恩田 陸 48


いのちのパレード


2008/01/23

 『朝日のようにさわやかに』のあとがきで、恩田陸さんは「短編は難しい」と述べていた。短編集はしばらく出ないと思っていたので、嬉しい驚きであった。

 ここに集められた15編は、「Jノベル」(実業之日本社刊)に「奇想短編シリーズ」と銘打って連載された14編に書き下ろし1編を加えたものである。早川書房から復刊された異色作家短編集へのオマージュだという。もちろん僕は一冊も読んだことがない。

 ジャンルは多岐にわたるが全体的にオチのない話が多く、ミステリ好きにはお気に召さないかもしれない。謎の説明はないし、説明を求めてもいけない。

 この「観光旅行」、あなたは行ってみたいですか。B級っぽさがたまらん。どうして「スペインの苔」なのかさっぱりわからないが、お幸せに。哀しくも美しい極上の恩田流ファンタジー「蝶遣いと春、そして夏」。これは過去か現在か、唯一現実を彷彿とさせる「橋」

 恩田さんらしく現実と幻が溶け合う「蛇と虹」。つまりよくわかりません。作中の作家のぼやきは恩田さんのぼやきか「夕飯は七時」。でもこんな能力要らない。恐怖症には色々あれど、「隙間」恐怖症からは逃れようがない。男の行動に戦慄したのにオチが…。
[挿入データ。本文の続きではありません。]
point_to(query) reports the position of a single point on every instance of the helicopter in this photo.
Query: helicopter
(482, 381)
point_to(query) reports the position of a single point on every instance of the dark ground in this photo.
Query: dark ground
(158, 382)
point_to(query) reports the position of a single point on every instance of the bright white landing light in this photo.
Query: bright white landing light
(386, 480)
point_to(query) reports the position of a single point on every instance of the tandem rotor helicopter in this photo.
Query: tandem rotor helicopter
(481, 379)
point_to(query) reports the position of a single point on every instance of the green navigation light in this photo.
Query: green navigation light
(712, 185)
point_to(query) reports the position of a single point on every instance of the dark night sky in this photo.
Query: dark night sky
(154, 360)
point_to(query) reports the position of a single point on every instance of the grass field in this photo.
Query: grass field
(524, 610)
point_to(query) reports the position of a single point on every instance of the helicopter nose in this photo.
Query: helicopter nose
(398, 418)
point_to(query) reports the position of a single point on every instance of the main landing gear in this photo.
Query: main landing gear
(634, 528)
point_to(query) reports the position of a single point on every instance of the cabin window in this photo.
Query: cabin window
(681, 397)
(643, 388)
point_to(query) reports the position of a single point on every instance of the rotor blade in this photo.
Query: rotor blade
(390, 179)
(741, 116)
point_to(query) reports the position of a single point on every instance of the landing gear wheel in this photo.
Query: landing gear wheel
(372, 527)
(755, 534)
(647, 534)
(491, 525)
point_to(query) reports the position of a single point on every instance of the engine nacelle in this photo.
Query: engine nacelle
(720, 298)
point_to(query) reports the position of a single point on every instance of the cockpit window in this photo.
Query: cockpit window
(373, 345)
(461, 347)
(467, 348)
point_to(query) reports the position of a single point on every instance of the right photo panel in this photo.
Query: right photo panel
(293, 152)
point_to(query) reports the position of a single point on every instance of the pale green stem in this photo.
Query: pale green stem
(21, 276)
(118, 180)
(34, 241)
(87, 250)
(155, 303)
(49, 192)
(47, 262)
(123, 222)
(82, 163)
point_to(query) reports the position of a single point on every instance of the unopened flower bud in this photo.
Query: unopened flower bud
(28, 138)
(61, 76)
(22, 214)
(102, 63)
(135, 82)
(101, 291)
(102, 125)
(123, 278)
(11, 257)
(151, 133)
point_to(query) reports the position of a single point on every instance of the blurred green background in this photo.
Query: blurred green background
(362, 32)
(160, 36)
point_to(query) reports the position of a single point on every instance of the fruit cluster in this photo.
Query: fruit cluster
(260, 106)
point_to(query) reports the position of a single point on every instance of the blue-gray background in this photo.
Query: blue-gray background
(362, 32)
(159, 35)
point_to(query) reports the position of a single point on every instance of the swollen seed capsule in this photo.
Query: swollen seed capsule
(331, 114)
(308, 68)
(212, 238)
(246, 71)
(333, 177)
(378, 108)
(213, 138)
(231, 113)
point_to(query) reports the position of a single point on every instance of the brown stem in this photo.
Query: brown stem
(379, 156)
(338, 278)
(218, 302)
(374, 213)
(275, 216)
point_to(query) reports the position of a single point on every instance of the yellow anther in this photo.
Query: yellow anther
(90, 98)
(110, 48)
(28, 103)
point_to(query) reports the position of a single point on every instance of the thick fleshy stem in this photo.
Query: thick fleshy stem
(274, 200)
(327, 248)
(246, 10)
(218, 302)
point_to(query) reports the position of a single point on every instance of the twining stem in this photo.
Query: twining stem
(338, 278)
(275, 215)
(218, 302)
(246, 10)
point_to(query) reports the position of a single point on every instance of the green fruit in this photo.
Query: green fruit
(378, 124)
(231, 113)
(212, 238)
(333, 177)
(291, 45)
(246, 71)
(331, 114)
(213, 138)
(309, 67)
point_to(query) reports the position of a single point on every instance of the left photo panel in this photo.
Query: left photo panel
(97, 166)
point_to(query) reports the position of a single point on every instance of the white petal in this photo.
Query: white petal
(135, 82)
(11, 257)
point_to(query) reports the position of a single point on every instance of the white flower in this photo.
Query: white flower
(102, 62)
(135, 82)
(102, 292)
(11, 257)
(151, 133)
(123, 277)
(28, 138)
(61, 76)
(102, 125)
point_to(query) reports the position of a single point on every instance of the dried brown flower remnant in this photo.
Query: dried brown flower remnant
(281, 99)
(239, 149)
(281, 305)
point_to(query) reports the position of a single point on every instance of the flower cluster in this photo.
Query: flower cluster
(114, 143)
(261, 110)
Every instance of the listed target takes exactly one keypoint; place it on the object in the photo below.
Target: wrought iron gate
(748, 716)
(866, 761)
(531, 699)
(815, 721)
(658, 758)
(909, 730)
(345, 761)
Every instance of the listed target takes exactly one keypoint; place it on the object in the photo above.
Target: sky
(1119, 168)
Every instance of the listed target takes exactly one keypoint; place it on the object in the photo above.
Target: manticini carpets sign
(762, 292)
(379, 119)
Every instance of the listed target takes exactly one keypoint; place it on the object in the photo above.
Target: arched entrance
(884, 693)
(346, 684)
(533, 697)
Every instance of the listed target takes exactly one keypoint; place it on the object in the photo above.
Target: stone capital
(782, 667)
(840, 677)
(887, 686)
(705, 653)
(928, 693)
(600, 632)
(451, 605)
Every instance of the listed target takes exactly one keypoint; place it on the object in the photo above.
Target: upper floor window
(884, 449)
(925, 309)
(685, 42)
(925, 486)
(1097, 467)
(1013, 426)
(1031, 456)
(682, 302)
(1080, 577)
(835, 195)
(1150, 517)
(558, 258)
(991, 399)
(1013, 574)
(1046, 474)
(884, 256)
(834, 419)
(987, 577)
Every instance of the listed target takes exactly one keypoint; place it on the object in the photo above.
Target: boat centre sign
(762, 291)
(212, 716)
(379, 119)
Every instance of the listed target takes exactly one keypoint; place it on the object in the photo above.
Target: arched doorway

 ロト6には当たりたいけどロト7の「当籤者」にはなりたくない。何でかたつむりなんだ「かたつむり注意報」。教え子の成長に目を細める(嘘)「あなたの善良なる教え子より」。劇団四季のファンはどう思うでしょうか「エンドマークまでご一緒に」

 恩田流鉄道ミステリ(嘘)「走り続けよ、ひとすじの煙となるまで」。この「SUGOROKU」、あなたは上がりたいですか。地球温暖化に警鐘を鳴らす「いのちのパレード」

 唯一の書き下ろしで、最後に収録された「夜想曲」は実に心憎い。千里の道も一歩から、千枚の小説も一字から。まずはペンを取ること。これは読者へのメッセージであると同時に、作家恩田陸の創作姿勢であるように感じる。誰にでも書くことはあるんだ。